Q: I had some questions about how you would build a drag truck ("The Perfect Diesel"), as seen in the March '09 issue. Why ditch the turbo for a supercharger-especially since you said it would take 200 hp to turn?
Harry Wagner
Albuquerque, New Mexico
Although superchargers are...
Although superchargers are common on high-horsepower gasoline and alcohol applications, they've yet to make the jump to the competitive diesel market.
A: We've gotten quite a bit of interest from people wondering about diesel supercharging since we ran that article on how we would build our dream trucks. In our theoretical drag truck buildup, we mentioned we'd use a PSI screw supercharger atop a 6.6L Duramax. While it may sound odd to those familiar with turbochargers, there are several advantages to supercharging.
First and foremost, throttle response would be instant. Since the supercharger would probably be making 5 psi of boost at idle, there would be no time spent spooling turbos. This is particularly favorable in sports like drag racing, where competitors are trying to spool very large turbochargers within a few seconds.
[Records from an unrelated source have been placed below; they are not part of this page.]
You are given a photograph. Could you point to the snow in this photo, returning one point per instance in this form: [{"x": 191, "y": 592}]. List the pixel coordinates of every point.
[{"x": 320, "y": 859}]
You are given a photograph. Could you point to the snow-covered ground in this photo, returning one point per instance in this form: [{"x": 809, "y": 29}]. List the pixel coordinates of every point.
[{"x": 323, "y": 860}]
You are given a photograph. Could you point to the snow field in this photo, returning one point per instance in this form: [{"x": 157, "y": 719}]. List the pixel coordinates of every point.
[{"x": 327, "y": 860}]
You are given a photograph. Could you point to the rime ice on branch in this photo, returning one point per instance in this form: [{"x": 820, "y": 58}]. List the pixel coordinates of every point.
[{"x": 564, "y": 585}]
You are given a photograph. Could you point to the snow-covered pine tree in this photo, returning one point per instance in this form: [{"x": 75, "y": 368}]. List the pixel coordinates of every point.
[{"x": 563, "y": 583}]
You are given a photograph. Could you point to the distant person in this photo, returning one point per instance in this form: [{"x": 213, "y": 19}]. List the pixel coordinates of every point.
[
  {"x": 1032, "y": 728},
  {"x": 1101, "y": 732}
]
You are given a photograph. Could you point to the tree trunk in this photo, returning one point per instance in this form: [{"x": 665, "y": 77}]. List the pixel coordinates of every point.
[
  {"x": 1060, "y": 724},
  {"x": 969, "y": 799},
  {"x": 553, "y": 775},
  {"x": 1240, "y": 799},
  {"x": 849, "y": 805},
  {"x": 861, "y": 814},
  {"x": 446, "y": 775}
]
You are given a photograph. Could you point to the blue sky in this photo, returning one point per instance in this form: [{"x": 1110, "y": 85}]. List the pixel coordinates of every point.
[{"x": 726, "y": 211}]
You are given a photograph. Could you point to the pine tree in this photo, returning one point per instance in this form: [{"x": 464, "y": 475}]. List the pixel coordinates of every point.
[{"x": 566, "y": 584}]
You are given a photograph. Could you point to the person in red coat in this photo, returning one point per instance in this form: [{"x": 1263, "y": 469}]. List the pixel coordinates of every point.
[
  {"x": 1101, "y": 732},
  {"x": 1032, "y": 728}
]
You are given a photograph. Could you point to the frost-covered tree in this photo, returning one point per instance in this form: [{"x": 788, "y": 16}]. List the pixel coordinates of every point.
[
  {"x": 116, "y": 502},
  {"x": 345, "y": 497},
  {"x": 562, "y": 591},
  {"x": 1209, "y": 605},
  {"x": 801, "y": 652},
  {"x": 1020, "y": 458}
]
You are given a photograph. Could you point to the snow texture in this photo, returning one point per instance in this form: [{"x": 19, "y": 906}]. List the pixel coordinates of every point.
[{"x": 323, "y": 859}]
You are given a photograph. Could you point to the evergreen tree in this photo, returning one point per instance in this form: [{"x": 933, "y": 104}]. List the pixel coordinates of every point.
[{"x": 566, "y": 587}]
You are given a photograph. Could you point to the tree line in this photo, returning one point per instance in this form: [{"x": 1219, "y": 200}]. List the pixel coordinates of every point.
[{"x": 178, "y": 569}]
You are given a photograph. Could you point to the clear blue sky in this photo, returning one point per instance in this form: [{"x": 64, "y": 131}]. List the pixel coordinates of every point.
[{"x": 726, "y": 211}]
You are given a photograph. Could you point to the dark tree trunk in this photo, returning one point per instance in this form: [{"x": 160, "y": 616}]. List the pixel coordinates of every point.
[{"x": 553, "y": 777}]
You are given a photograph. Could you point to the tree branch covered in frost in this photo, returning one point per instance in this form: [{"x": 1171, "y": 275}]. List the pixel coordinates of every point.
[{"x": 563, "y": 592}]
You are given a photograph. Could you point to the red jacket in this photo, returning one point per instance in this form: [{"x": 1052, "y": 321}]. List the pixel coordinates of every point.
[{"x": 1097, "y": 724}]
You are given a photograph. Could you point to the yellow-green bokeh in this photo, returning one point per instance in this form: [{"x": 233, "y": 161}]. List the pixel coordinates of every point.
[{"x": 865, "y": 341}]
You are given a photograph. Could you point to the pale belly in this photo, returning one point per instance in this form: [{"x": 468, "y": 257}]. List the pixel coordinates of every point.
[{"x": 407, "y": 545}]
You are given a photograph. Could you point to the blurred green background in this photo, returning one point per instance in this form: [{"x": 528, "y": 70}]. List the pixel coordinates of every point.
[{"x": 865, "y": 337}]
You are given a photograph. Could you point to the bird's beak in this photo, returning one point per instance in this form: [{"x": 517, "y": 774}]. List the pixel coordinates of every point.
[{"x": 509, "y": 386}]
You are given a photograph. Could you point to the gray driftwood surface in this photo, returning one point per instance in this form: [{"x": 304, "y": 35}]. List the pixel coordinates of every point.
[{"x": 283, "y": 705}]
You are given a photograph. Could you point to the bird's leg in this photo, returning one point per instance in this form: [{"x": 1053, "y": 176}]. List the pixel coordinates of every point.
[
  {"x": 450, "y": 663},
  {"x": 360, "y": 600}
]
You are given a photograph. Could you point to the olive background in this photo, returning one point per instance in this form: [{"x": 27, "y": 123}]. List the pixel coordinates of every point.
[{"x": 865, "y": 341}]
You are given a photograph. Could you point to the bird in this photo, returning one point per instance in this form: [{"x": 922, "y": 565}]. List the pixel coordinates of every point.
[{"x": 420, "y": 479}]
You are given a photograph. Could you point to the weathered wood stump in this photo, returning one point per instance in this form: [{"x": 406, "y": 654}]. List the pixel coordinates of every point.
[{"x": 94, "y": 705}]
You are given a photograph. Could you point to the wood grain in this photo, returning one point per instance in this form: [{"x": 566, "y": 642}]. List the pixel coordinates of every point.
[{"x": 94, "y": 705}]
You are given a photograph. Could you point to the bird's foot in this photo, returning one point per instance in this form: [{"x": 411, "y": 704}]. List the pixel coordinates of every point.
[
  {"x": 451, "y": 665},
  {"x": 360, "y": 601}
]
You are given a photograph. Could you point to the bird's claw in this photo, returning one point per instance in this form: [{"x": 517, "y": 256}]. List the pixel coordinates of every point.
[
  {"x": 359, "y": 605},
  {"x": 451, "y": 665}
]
With a supercharger, there would be no waiting, just hit the throttle and go!
Another common belief is that superchargers can't move enough air to work well in a diesel application. In Top Alcohol Funny Car racing, enormous screw superchargers are used to generate up to 40 psi of boost on a 500ci (8.0L) engine operating at 8,000 rpm. On a smaller engine that is turning slower (such as a Power Stroke, Cummins, or Duramax) the same blower speed could create even more pressure-something like 70 to 80 psi, which is more than enough to support a high-horsepower diesel engine.
One of the biggest advantages of turbocharging is that it is considered to be free horsepower. Expanding exhaust gases and heat can be used to drive the turbocharger, taking almost no power away from the engine. In fact, using exhaust pressure to spin a turbocharger costs about 1-percent rated power per 10 psi of drive pressure. So in a stock 300hp diesel producing 20 psi of boost pressure (intake side) and 30 psi of drive pressure (exhaust side) the turbo would only be using up 9 hp-pretty close to free power
In diesel racing applications however, turbochargers start to become less efficient. A single turbo on a 1,000hp diesel racing engine may produce 80 psi of drive pressure or more, which means the turbocharger would be taking almost 80 hp to turn. At these power levels, taking 200 hp to drive a supercharger doesn't sound so bad. In our minds, we'd be more than willing to trade 120 hp for instant boost. A supercharger is also less sensitive to camshaft design and head work (which are needed to help large turbos spool) and boost is available over a much broader rpm range, which means more low end torque in high-rpm applications-the best of both worlds.